A COCKER spaniel is in the doghouse after dialling 999.
Police officers raced to a B&B business in Blairgowrie, Perthshire, on Tuesday evening after getting a silent emergency call.
It turned out a one-year-old pooch called Cino had been playing with the wireless handset and had somehow dialled the emergency numbers.
His owner, Jillian Merrouche, was startled when two officers suddenly knocked on the front door of her business.
After confirming that there were no children in the house who may have dialled the number, she realised that the house phone had been left outside.
She eventually found her cheeky pooch playing in the back garden – with the handset in his mouth.
Jillian, 46, said: “I don’t know how me managed to click in the numbers, but he did.
“I had left the phone on a ledge in the garden and he must have got hold of it and was playing with it.
“Suddenly I had the police on my door saying that they had a call from my house number before the line went dead.

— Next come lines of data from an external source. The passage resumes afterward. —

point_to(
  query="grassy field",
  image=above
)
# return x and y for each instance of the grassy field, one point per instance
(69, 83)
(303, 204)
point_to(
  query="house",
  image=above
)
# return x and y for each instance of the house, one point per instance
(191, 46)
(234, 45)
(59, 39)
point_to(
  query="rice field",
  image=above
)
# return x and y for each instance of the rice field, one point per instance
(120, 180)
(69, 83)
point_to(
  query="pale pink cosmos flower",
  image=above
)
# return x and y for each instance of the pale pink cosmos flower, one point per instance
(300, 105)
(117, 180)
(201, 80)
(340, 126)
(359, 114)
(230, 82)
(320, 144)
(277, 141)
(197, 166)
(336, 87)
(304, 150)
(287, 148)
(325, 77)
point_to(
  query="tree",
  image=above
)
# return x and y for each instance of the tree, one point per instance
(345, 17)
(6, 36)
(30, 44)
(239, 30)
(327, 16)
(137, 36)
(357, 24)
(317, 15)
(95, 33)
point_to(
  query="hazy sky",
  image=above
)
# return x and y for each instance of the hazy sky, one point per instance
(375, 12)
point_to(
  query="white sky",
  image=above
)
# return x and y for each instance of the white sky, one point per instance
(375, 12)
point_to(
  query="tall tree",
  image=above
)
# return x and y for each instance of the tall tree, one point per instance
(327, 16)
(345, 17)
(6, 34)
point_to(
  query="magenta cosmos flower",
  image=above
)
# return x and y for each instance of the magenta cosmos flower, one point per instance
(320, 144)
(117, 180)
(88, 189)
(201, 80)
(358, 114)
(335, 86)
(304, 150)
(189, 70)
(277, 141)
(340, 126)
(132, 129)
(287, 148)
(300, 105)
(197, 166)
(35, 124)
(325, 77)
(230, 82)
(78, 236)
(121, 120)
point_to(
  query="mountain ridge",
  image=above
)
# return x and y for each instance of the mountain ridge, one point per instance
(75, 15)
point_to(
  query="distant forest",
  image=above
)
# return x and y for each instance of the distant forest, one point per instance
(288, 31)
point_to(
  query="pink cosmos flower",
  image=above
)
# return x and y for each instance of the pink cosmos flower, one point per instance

“They asked if I had any children in the house who could have accidentally made the call, and then I realised that I had left the phone outside.
“I was a bit embarrassed by it – I hope the police saw the funny side.
“He’s just a mad cocker spaniel, he’s only young.”
She took to social media to speak of her “mortification” about what happened.
She wrote: “Major mortification. Dog had got the phone and somehow dialled 999. Police came round to check all was well. True story. #the shame”
She added that one of her daughter’s had done the same thing when she was little, but said it was “good on the police” for checking up.
“It’s reassuring they come round to check on you,” she added.
A spokeswoman for Police Scotland said: “We received a call, enquiries were made and all was in order.”
Cocker spaniels are notorious for misbehaving, and have a habit for chewing on household items.
A spaniel in North Yorkshire was dubbed “the naughtiest dog in Britain” after chewing through wallpaper, power cables, carpets, furnishings and even a laminate kitchen floor.